On the other hand, the movie errs in denying too many intended recipients—in three of the seven segments—the chance to enjoy their millionaire status. In The Three Marines, for instance, directed by William A. Seiter, buddies Gallagher (Gary Cooper), Mulligan (Jack Oakie), and O’Brien (Roscoe Karns) are stockade regulars, and when Gallagher is given one of the prized checks, he’s convinced it’s an April Fool’s gag. In The Forger, directed by H. Bruce Humberstone, Eddie Jackson (George Raft, as usual first seen flipping that signature coin) has a check he can’t cash anywhere because he’s wanted on a forging rap.

Predictability is another minor issue: In China Shop, directed by McLeod, Charlie Ruggles is a salesman stressed out by the money regularly taken out of his paycheck for the pricey chinaware he frequently knocks over, while at home his shrewish wife berates him for this lost income. So whattya think he’s going to do with his million? (Amusingly, Ruggles, who later became famous to new generations as the narrator of Fractured Fairy Tales on Rocky and His Friends, plays a character named Mr. Peabody while his boss is named Bullwinkle.)

At least three additional segments were initially planned, partly cast, and perhaps even partly shot before being abandoned. This was a wise decision, as the film maintains a brisk pace—always difficult with anthology pictures—and never wears out its welcome.

If I Had a Million is presented in its original 1.37:1 standard, black-and-white, in what appears to be an older but excellent HD transfer. (Unlike most recent titles licensed from Universal, this one is preceded by that company’s logo prior to Paramount’s.) The image is impressively sharp with excellent blacks and contrast. The DTS-HD Master Audio (2.0 mono) is also above average, and supported by optional English subtitles. Region “A” encoded.

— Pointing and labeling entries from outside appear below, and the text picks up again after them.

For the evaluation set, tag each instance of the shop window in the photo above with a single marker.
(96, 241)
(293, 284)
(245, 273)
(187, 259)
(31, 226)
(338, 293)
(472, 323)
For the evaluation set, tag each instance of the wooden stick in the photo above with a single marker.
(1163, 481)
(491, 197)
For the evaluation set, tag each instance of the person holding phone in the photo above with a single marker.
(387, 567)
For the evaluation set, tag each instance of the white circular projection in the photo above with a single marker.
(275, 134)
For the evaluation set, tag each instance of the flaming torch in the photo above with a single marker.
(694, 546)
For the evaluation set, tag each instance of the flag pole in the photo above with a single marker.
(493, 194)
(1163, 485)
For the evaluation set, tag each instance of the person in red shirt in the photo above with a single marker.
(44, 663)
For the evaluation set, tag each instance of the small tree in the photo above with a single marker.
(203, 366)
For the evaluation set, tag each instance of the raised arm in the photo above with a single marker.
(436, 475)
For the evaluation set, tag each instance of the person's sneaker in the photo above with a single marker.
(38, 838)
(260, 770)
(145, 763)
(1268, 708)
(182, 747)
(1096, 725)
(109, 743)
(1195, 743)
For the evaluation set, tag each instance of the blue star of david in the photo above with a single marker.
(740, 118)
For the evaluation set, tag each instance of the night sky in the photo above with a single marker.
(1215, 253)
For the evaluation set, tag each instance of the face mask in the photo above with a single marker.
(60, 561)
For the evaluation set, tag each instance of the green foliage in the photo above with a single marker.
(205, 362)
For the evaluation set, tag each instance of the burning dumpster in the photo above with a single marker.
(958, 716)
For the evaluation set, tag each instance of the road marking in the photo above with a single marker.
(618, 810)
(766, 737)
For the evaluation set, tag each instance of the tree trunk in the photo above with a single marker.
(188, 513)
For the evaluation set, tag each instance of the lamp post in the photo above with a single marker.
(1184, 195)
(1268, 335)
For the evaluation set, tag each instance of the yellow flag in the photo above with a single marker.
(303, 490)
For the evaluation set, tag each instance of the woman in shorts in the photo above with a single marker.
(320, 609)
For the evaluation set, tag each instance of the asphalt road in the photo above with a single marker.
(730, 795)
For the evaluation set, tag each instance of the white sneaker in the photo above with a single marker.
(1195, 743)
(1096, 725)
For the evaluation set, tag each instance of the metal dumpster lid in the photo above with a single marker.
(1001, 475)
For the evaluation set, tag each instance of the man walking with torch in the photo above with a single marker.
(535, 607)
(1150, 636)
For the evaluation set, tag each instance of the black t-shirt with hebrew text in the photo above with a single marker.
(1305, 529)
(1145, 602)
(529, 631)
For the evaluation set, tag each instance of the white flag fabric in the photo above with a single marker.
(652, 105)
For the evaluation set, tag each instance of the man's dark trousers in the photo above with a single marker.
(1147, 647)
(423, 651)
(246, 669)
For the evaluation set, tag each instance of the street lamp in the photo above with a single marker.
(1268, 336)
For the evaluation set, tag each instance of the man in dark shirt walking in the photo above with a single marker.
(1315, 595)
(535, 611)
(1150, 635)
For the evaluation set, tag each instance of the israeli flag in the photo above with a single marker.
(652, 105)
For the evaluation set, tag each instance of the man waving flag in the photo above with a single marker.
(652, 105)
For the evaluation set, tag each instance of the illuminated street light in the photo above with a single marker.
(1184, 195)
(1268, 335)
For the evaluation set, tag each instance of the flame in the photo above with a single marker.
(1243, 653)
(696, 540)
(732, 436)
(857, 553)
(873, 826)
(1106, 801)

Included is a trailer (2:44) and a new audio commentary track with historian/filmmaker Daniel Kremer and filmmaker Allan Arkush. Kremer sounds like he’s in a studio talking with Arkush on the telephone or via Zoom, so technically it’s a little awkward, but their conversation is flush with enthusiasm and interesting, informed observations.

If I Had a Million is an anthology with several real gems and no truly bad segments. Though uneven like all such films, this is definitely one of the more successful films of this type and still quite enjoyable.